Recently, I was on a livestream with Aydrian, where we talked about all things related to serverless databases.

Later, for a demo, migrated a Next.js app using Prisma and Heroku’s PostgreSQL onto CockroachDB serverless. This was just to play around with the new Prisma and CockroachDB integration.

Later, as I talked to other folks from the Cockroach community like their VP of Engineering, Jordan, and Dominik, I gained some more unique insights into the platform that I wanted to share with y’all.

The foundation

CockroachDB doesn’t store rows in the same was Postgres does. Internally:

  • Every table is mapped into a sorted keyspace
  • Rows become key-value entries
  • Indexes are separate keyspaces
  • Everything lives in a replicated KV store backed by Pebble, which is a RocksDB style LSM

So SQL in CockroachDB is like a logical layer on top of a distributed key–value store, not the system that actually stores data.

Sharding (Ranges)

Traditionally, solutions like Vitess have used a process of sharding (storing data across multiple machines) to horizontally scale SQL.

CockroachDB takes a unique approach here:

  • Data is split into ranges
  • Each range auto-splits, auto-moves, and is independently replicated via Raft.
  • No shard keys
  • No concept of a database-level primary

So basically, Vitess scales by moving queries to shards and CockroachDB scales by moving data continuously.

Replication

Each range is backed by a Raft group with 1 leader, multiple followers (usually 3 replicas), and the writes go leader → followers → commit.

Different ranges have different leaders, and leadership is spread across the cluster. This design is a double edged sword. It’s the reason why Cockroach can survive node and zone failures but it’s also why writes are more expensive than single-node Postgres.

MVCC

CockroachDB uses MVCC with timestamps, where each key can have multiple versions, reads operate on a consistent snapshot at a specific timestamp, and writes first create provisional versions that are finalized on commit.

Writes inside a transaction produce intents:

  • provisional MVCC versions tied to the transaction
  • act like distributed write locks without a central lock manager
  • are stored directly in the KV layer
  • are resolved asynchronously on commit

The transactions are globally serializable by default and coordinated through transaction records. A pretty expensive process overall.

What’s different

CockroachDB and their serverless offering are essentially the same distributed system, just wrapped in multi-tenant control planes. That’s where all the magic happens.

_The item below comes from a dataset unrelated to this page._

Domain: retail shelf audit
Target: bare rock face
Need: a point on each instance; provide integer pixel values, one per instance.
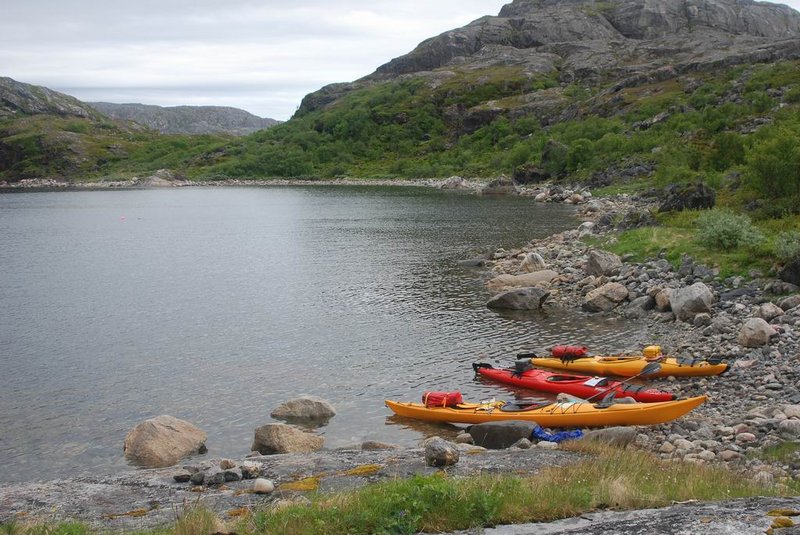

Serverless splits responsibilities:

LayerBehavior
KV + RaftLong-lived, shared, stable
SQL computeElastic, on-demand, multi-tenant

SQL gateways spin up/down with load, execute query plans, and route reads/writes to KV ranges

KV nodes on the other hand keep data alive and maintain Raft state.

The end result is a system where durability and consistency live in a stable core, while query execution scales elastically as per demand.